Uzun süreli ilişki için ne yapmalı?

Eveeeeetttt…. Yine konumuz ilişkiler. İlişkilerin her an yeni bir mesele yaratma potansiyeli sürdüğü müddetçe yaz yaz, konuş konuş, yaşa yaşa bu konu her zaman gündemde kalacağa benziyor. Her an, her dakika değişen, dinamik bir süreç olduğu ve tek kişilik yaşanmadığı için  yüzlerce yıldır  herkesin ortak uğraşı ve üretme alanı.

iliskiler_uzun_sureli_soluklu_karisik_karmasik_complicated uzun sureli iliski sirri

Tam, her şey oturdu, her taş yerini buldu dediğinizde, bir bakıyorsunuz hala en temel alanlarında çok önemli bir sorunla karşılaşıyorsunuz. Nereden çıktı bu diyorsunuz, onu onarıyorsunuz, ardından bir yenisi. Tabii her olayın ardından yaralar, yaraların iyileşme süreçleri, yeni dinamiklerin kurulması, yapının sağlamlaştırma çalışmaları.

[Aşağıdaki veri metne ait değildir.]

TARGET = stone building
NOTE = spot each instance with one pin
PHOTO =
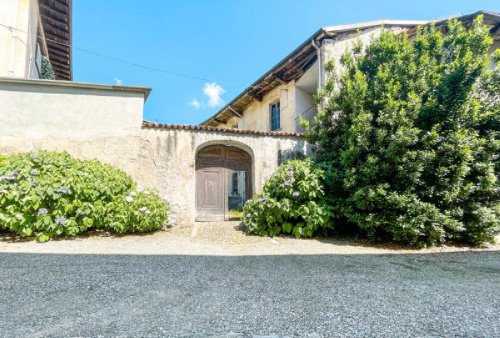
(205, 171)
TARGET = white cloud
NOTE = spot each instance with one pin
(213, 91)
(195, 103)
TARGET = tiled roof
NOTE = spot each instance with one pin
(148, 124)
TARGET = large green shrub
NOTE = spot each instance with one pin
(48, 194)
(291, 203)
(410, 138)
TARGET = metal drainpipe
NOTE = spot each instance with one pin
(14, 40)
(320, 68)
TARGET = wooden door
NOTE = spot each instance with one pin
(213, 166)
(210, 193)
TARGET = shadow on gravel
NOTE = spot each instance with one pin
(445, 294)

Biteviye uğraş vereceğiniz bir alan burası. Tek başına olsa kolay ama ilişki için mutlaka sizin dışınızda başkaları giriyor hayatınıza. Kişinin kendisi ile  bile ilişkisinin ne kadar  sorunlara gebe olduğu düşünülürse, iki ayrı Ben’in ortak bir platformda  bir süreci yaşamasının, ne kadar kanlı canlı olaylar doğurabileceğini anlarsınız.


İkili ilişkilerde uzun süredir özellikle çok üstünden geçtiğim bir konu beklentiler. Sizin dışınızdaki bir kişinin olması gerekli tanımlamasını zihninize kazıyıp, onun kendi özgür iradesini konu bile etmeden, o tanının içindeki kurallara göre yaşamasını beklemekten bahsediyorum.  Bu durumda zaten bir başkası ile ilişki kurulmamış oluyor. İlişkiyi  siz ve sizin kafanızdaki sanal kişi ile kuruyorsunuz. Bu yanılsama içinde iken karşınızdaki ne olursa, ne yaparsa yapsın, sizin kafanızdaki kuralları belirlenmiş, sınırları çizilmiş alanda olduğu müddetçe bir sorun oluşmaz. Ama iş bu kadar basit değil.

Karşınızdakinin özgür iradesi işin içine girdiğinde, ilk seferinde  olmazsa ikinci seferinde mutlaka bir hayal kırıklığı kapıda bekler. Burada olması gerekenler diye belirlediklerinizin ağırlığı aslında sizi tutsak etmiştir. Karşınızdaki kendi istediğini yapar ve bunu yapmakta da özgürdür, çünkü gerçekte ilişki dediğimiz alanlar mahkumiyet alanları değil, herkesin kendisini özgürce yaşayabileceği alanlar olmalıdır. Diyorum da genelde ilişki denildiğinde iki tarafta bir sahiplenme güdüsü belirdiğini de unutmayalım. “Sen benimsin, ben seninim” ile başlar genelde ilişkiler. İşte başladığı anda da ilk yalan söylenmiştir. Sahiplenme, ilişkinin gerçek bir ilişki olmasını engelleyici olan ana konudur.

Çünkü ilişki birbirini yaşamaktır, sahiplenmek değil.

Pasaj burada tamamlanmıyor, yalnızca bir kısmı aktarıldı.